Any such solutions (solutions to the new problem that are not solutions to the original problem) are sometimes called "extraneous solutions". Extraneous means "coming from the outside". In this case, it's a solution that comes from "outside" the original problem.
Solution 2:
It is often called an extraneous solution, or extraneous root. And it is not a solution of the original equation. This can be kind of confusing, since a black cat is still a cat. Think of an extraneous solution as a fake solution. (Thanks to the comment by Rahul Narain for this last formulation.)
The term extraneous solution occurs mainly in secondary school mathematics.
Solution 3:
The square root sign always means the positive square root, so the only solution is $x=4$. You introduced the 'phantom' solution when you squared both sides.
Solution 4:
Squaring both sides preserves equality (thus, if $a = b$, then $a^2 = b^2$), but squaring might not preserve inequality (for example, $2 \neq -2$, but their squares are equal). The "preserves equality" property means that you won't lose any solutions by squaring, but the "might not preserve inequality" means that you might gain solutions (i.e. the squared equation might have solutions that the pre-squared equation doesn't have).

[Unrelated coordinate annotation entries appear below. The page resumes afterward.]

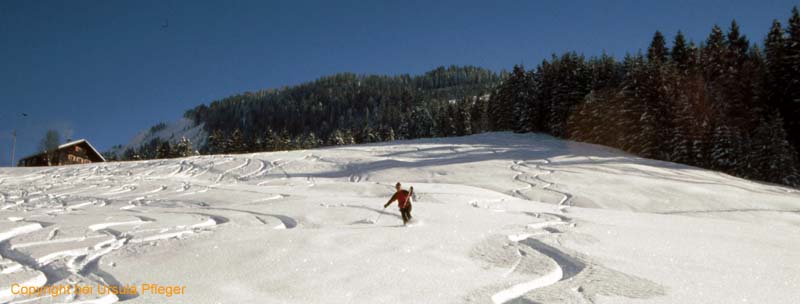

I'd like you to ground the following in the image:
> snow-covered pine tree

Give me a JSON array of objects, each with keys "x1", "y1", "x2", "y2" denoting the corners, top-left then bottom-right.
[
  {"x1": 750, "y1": 112, "x2": 800, "y2": 187},
  {"x1": 208, "y1": 129, "x2": 228, "y2": 154},
  {"x1": 781, "y1": 6, "x2": 800, "y2": 151},
  {"x1": 175, "y1": 137, "x2": 194, "y2": 157},
  {"x1": 647, "y1": 31, "x2": 669, "y2": 63},
  {"x1": 764, "y1": 20, "x2": 788, "y2": 115},
  {"x1": 670, "y1": 31, "x2": 692, "y2": 74}
]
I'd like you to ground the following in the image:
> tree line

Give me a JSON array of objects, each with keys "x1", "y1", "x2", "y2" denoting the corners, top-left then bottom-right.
[
  {"x1": 115, "y1": 8, "x2": 800, "y2": 187},
  {"x1": 489, "y1": 8, "x2": 800, "y2": 187}
]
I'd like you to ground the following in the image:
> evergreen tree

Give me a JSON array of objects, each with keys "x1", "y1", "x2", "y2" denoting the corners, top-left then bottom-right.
[
  {"x1": 647, "y1": 31, "x2": 669, "y2": 63},
  {"x1": 208, "y1": 129, "x2": 228, "y2": 154},
  {"x1": 175, "y1": 137, "x2": 195, "y2": 157},
  {"x1": 781, "y1": 6, "x2": 800, "y2": 151},
  {"x1": 156, "y1": 141, "x2": 172, "y2": 158},
  {"x1": 671, "y1": 31, "x2": 692, "y2": 73},
  {"x1": 751, "y1": 114, "x2": 800, "y2": 187}
]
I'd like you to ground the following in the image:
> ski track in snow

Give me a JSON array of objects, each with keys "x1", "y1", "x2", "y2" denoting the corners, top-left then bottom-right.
[
  {"x1": 0, "y1": 134, "x2": 800, "y2": 304},
  {"x1": 492, "y1": 159, "x2": 585, "y2": 304}
]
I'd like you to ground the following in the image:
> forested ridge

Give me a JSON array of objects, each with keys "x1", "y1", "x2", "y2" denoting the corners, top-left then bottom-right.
[{"x1": 119, "y1": 8, "x2": 800, "y2": 187}]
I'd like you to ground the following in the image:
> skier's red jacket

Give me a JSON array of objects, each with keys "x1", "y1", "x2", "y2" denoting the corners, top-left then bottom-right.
[{"x1": 389, "y1": 190, "x2": 411, "y2": 209}]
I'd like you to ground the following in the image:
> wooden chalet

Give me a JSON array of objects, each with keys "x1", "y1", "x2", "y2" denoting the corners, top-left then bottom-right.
[{"x1": 18, "y1": 139, "x2": 106, "y2": 167}]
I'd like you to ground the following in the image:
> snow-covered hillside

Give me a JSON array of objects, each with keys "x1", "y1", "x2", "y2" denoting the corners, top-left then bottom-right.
[
  {"x1": 110, "y1": 118, "x2": 208, "y2": 157},
  {"x1": 0, "y1": 133, "x2": 800, "y2": 303}
]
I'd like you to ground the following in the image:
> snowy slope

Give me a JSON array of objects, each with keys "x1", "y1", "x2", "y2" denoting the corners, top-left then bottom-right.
[{"x1": 0, "y1": 133, "x2": 800, "y2": 303}]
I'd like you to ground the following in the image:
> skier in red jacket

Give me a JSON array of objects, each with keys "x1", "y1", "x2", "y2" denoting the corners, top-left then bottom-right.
[{"x1": 383, "y1": 182, "x2": 414, "y2": 225}]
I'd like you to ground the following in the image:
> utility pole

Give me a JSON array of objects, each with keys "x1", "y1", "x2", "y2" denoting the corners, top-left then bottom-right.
[{"x1": 11, "y1": 129, "x2": 17, "y2": 167}]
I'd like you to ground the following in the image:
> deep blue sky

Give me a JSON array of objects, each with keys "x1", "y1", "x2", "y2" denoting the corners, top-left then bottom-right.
[{"x1": 0, "y1": 0, "x2": 796, "y2": 165}]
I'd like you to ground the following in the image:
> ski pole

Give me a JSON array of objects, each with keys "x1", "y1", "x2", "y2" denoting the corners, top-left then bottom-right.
[{"x1": 375, "y1": 207, "x2": 386, "y2": 224}]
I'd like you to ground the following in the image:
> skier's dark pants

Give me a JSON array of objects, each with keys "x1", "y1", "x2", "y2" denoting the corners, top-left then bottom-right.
[{"x1": 400, "y1": 204, "x2": 411, "y2": 224}]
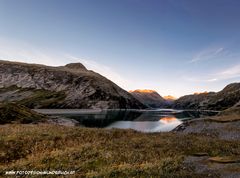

In your case, $x = -1$ happens to be a situation where an inequality becomes an equality after squaring. In fact, when $x = -1$, then $\sqrt{x+5} = 2$ and $x - 1 = -2.$ Thus, $x = -1$ is not a solution to the pre-squared equation (because $2$ is not equal to $-2$), but $x = -1$ will be a solution to the squared equation (because the square of $2$ is equal to the square of $-2$). It's for this reason that you're told in high school algebra (or you should have been told) that you must check all solutions if at some point you squared both sides of an equation. Google (together) the phrase "extraneous solution" and "radical".